KyungHyun kaşlarını çattı. EunHa raket çantasını
omzunun üzerine attı ve onun yanından geçerken fısıldadı.
“Benim gibi bir çaylaktan etkilenmeyen biri için, vücudunun
tepkisi biraz fazla değil mi?”
Kedi benzeri gözleri KyungHyun'un vücudundan aşağı
doğru gezdi. Gözlerini geri kaldırmadan önce koyu gri eşofmanına karşı iten
bariz şişkinliğe kaydı. Bir kaşını kaldırdı. Ona cevap vermek için bir şans bile
vermedi ve yanından geçip giderek uzaklaştı.
“Haa ...”
KyungHyun gülerken bir nefes verdi.
Bir squash kortuna doğru yürüdü. Sonra raketini
çıkardı ve esnemek için eğilmeden önce iki eliyle tuttu.
KyungHyun gözlerini ondan alamadı ve odaya bakmaya
devam etti. Gözleri buluştuğunda EunHa’nın dudakları masum bir gülümsemeyle uzanıyordu.
Bam!
Raketi kolaylıkla salladı. Hareketi, sanki onunla
bir maç yapma becerisine sahip olduğunu kanıtlamak gibi, iyiydi. Top duvardan
geri gelirken, hızla koşarak daha sert vurdu.

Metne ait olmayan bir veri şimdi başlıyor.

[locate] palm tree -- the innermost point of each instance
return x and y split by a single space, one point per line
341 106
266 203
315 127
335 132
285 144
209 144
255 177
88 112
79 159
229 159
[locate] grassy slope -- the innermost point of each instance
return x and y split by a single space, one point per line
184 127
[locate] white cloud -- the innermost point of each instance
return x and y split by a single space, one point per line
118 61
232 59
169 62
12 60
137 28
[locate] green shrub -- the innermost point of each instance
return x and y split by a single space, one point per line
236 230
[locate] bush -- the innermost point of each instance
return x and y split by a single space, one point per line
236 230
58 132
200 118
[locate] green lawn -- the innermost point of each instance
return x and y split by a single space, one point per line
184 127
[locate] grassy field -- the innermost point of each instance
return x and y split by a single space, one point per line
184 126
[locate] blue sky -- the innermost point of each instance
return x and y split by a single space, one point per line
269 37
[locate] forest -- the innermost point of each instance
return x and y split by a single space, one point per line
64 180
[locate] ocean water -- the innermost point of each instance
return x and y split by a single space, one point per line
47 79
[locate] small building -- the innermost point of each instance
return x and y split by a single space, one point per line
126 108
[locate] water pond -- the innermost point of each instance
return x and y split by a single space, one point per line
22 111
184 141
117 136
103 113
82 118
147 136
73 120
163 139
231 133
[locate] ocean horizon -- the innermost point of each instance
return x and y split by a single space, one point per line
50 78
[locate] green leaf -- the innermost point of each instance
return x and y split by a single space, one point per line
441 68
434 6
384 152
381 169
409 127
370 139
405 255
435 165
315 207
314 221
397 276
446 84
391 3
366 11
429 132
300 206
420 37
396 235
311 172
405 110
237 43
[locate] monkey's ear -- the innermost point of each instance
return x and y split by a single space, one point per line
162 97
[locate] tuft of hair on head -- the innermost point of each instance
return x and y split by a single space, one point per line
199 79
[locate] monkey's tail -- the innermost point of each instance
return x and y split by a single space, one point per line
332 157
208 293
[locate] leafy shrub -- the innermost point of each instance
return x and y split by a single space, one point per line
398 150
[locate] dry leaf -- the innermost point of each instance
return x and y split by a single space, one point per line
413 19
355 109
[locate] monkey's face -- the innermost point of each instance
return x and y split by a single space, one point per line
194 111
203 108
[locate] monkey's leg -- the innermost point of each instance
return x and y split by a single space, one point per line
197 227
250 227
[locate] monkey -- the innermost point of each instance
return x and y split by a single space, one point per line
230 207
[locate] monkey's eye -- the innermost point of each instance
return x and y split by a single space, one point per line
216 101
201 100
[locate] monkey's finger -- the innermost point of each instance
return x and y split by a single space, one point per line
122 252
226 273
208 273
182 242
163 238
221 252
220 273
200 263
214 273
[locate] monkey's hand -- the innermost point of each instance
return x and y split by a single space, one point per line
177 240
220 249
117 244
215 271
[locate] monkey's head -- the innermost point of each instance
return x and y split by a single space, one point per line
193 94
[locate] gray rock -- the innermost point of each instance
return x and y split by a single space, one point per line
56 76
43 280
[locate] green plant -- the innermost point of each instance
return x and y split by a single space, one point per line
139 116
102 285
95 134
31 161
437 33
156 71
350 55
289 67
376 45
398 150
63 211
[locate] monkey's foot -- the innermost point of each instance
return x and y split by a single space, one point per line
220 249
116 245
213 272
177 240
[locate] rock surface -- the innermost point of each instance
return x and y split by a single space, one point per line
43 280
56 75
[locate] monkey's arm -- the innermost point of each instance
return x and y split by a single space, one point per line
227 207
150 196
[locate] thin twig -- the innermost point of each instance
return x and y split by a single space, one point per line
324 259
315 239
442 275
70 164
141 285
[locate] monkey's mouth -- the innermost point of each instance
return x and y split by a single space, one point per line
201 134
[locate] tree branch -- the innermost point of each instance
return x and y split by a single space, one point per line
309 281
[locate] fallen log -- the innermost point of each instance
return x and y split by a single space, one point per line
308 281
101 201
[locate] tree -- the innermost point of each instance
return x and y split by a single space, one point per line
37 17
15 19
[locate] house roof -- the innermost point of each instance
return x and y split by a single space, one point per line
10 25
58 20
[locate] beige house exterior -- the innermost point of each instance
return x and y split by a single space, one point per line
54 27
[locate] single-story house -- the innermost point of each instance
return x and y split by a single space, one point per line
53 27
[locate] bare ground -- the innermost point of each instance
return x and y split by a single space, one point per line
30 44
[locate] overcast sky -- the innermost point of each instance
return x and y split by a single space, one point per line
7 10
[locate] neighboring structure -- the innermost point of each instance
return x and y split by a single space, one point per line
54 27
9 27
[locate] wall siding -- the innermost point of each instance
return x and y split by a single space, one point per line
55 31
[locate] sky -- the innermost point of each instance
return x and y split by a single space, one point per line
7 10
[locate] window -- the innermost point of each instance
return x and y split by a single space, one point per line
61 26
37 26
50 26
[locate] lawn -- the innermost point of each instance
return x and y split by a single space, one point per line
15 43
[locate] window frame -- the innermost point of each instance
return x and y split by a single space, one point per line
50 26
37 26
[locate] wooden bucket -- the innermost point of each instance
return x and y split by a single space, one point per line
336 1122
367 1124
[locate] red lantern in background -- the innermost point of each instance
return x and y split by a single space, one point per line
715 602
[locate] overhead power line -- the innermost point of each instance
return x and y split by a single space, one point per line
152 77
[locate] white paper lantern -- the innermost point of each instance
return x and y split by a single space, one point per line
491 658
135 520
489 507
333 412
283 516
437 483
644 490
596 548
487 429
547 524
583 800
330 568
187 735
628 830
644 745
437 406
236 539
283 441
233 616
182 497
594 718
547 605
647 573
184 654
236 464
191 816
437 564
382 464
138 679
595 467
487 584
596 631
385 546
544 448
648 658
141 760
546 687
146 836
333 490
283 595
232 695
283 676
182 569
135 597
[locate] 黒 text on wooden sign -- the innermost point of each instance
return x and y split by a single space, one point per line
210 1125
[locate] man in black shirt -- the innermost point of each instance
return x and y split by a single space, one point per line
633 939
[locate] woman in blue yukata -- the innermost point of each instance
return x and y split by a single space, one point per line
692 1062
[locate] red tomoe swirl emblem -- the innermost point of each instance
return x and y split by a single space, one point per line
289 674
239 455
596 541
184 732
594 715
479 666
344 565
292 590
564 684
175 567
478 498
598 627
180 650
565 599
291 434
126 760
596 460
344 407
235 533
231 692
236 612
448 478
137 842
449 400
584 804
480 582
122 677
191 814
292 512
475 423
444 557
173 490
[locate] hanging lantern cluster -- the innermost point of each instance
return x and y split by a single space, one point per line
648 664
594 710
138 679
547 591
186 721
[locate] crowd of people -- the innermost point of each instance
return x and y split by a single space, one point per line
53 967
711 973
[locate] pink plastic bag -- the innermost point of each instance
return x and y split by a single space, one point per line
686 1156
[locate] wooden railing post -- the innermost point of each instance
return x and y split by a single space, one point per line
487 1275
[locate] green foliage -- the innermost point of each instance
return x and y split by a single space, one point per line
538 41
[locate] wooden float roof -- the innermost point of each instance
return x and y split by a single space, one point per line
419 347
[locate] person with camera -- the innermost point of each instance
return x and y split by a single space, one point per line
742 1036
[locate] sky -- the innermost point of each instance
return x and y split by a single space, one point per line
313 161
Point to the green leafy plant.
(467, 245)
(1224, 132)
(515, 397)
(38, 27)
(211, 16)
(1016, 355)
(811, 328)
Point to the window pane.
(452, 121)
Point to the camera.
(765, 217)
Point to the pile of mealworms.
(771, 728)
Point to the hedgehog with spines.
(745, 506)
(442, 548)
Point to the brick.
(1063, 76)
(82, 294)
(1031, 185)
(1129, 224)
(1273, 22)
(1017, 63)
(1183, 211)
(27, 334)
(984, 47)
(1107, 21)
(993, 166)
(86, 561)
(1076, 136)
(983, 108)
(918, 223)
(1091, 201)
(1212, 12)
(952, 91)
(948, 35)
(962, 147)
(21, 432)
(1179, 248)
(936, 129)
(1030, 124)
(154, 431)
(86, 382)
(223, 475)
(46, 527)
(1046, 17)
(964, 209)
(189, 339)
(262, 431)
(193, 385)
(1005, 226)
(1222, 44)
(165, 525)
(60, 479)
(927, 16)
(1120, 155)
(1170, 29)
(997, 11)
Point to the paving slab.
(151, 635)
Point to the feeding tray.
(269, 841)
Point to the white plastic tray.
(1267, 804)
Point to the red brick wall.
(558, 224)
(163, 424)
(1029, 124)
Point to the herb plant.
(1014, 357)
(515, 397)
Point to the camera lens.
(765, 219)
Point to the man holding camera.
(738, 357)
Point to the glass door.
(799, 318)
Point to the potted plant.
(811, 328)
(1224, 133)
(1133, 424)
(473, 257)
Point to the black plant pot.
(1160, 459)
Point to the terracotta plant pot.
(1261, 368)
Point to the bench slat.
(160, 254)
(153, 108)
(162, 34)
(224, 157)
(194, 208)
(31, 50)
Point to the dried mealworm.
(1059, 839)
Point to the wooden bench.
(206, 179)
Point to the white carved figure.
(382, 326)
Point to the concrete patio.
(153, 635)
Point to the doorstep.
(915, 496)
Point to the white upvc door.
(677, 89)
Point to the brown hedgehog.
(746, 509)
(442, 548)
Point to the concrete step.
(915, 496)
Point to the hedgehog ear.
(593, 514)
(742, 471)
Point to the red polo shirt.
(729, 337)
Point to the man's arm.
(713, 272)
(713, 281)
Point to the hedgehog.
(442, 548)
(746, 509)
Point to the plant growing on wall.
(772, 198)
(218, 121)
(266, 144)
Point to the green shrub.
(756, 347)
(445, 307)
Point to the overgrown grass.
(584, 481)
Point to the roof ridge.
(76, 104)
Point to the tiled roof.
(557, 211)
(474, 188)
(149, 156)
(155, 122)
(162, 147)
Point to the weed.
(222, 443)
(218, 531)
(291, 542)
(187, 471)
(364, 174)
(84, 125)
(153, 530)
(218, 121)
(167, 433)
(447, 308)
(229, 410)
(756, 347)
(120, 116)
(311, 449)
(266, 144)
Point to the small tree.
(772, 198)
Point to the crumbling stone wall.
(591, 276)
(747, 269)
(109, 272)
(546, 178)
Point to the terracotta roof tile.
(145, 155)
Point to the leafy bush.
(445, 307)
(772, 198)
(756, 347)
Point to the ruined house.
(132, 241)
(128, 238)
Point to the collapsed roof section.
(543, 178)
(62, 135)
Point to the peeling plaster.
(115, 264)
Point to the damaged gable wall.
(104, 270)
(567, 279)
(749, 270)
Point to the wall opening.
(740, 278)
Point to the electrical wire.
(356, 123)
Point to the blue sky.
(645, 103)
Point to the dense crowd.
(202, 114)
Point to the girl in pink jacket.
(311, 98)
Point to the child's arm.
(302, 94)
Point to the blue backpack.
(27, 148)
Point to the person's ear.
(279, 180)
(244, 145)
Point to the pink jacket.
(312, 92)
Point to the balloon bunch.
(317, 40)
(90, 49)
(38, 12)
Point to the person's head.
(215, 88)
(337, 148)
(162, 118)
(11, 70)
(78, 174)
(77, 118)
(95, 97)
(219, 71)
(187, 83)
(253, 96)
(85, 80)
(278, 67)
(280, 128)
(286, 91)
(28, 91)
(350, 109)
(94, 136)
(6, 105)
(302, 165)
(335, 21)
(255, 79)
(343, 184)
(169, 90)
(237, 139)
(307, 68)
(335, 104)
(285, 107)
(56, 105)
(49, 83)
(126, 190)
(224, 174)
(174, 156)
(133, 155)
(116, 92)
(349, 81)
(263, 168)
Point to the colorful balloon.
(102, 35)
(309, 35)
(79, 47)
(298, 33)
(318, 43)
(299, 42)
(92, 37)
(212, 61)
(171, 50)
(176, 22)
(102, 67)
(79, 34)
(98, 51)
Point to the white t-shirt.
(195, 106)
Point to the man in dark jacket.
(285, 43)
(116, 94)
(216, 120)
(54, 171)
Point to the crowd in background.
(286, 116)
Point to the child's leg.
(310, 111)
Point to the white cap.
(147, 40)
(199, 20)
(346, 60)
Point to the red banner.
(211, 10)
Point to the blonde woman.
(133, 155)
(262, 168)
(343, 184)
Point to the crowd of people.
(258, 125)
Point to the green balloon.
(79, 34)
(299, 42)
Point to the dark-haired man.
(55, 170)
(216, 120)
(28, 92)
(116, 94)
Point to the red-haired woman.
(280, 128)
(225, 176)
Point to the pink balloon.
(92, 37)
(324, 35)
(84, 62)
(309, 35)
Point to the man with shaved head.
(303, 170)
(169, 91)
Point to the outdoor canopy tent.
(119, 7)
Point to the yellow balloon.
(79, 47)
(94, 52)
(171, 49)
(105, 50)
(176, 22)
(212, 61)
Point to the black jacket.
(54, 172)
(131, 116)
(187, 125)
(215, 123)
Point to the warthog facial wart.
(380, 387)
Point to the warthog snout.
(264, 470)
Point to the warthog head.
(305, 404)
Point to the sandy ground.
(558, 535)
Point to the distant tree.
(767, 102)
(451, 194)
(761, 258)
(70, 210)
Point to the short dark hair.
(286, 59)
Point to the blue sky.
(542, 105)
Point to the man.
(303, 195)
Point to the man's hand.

Hareketlerine devam ederken tişörtü yukarı çıktığında,
ince beline göz attı. KyungHyun'un ağzı kurudu. Biraz önce hepsini içtiğini
hatırlamadan önce, biraz su aramak için çantasını karıştırmaya
başladı. Kıkırdadı.
Oyununu oynarken birisinin onu izlediğini biliyordu. Ama
buna hiç dikkat etmedi. Ancak, korttan ayrılıp kapıyı açtığında göz alıcı bir
güzellikle karşı karşıya kaldı. Ve herhangi bir erkek gibi, vücudundaki
tüm kan penisine indi. Kadın cıvıldayan bir bebek civciv gibi şakalaştı, ama
sadece biraz daha büyük olsaydı, onu hemen orada ve tam o anda fethetmek
isterdi.
Keyfini kaçırmaya çalıştı, ama onun yerine parlak,
cesur gözleri vardı. Sadece tepkisini düşünmek bile ereksiyonunu daha da sertleştirdi.
Genç olmasına rağmen oldukça ısrarcıydı. Kadın topu kovalamaya devam etti. Ancak,
raketi topu bir saç teli mesafesiyle kaçırdı. Nefes alırken yerdeki topa baktı.
Kızarmış yüzü döndü ve gözleriyle karşılaştı. Zorlanıyormuş
gibi kaşlarını çattı. Doğal yüzüne bakarken bir déjà vu hissi hissetti. Ama bu
çok saçmaydı. Daha önce onun gibi bir güzellik görseydi hatırlardı. Ne tuhaf.
En son bir kadına sahip olalı gerçekten uzun bir
zaman olmuş olmalı.
KyungHyun acı bir şekilde gülümsedi ve başını
çevirdi. Antrenman süresini uzatmak zorunda kalacaktı.